Buddhist Economics on Courage

To embrace and practice Buddhist economics, you need courage. Courage to change, courage to protect the environment, courage to promote justice, and courage to live with joy.

At the personal level, you need courage to quit the rat race of overworking to make more money, courage to live mindfully as you help others, and courage to enjoy life off the treadmill.

At the local and national level, you need courage to demand that your government provide the infrastructure needed for an economy that protects the environment and becomes carbon-free, and one that defines economic growth as improved well-being for all people rather than more income for the rich.
We join with others to amplify our energy and create change. Together we have the political will and courage to take action for ourselves on behalf of all species and future generations. We know the fossil fuel industry will fight back with vicious attacks on our demands to transition to a fossil-free economy and ensure a comfortable, dignified life for all people.

Together we can create meaningful, happy lives for ourselves and our communities. The guidelines are:

  • live mindfully with love and compassion
  • care for others and relieve suffering
  • enjoy and rejuvenate the earth.

We reach out with empathy to those who voted for Trump, and find common ground in ensuring everyone has clean air and water. We look for the inner Buddha in each person. Trump supporters are confused people who need help as we uproot delusions. Buddhism views ignorance as the cause of greed, hatred, and delusions, which then cause conflict. People everywhere are frightened, and in pain.

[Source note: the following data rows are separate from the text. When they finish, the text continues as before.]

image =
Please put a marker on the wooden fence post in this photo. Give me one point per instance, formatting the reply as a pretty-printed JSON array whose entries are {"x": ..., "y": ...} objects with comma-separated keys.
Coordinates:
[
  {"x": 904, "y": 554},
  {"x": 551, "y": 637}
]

We work with our Sangha and community groups to support each other. We must not fight among ourselves about petty differences, as we remember that we all want the same goals: clean air and water, a healthy earth, and happiness for all. Ignorance is the enemy, and we must vigorously oppose wrongdoing around the world that harms people and Mother Earth. Buddhist economics reminds us that everyone is interconnected, with each other and with nature. Harm to a person or harm to earth is harm to all people.

Vietnamese Buddhist teacher Thich Nhat Hanh, writing in his Love Letter to the Earth, focuses on our interdependence with Mother Earth and on the need for us to appreciate and care for her. Earth gave birth to us, and we return to her when we die. Earth provides us with everything we need to live healthy, joyful lives. Thich Nhat Hanh asks us to express our gratitude at each meal, which represents the gifts, such as tea and bread that Nature has produced.
All economies must decouple fossil fuel energy use from economic growth. But Buddhist economics wants us to push further in creating sustainable lifestyles that reduce wasteful consumption and reduce overwork so people have time to enjoy life and help one another.

“Our collective compassion, mindfulness, and concentration nourishes us, but it also can help to reestablish the Earth’s equilibrium and restore balance. Together, we can bring about real transformation for ourselves and for the world.”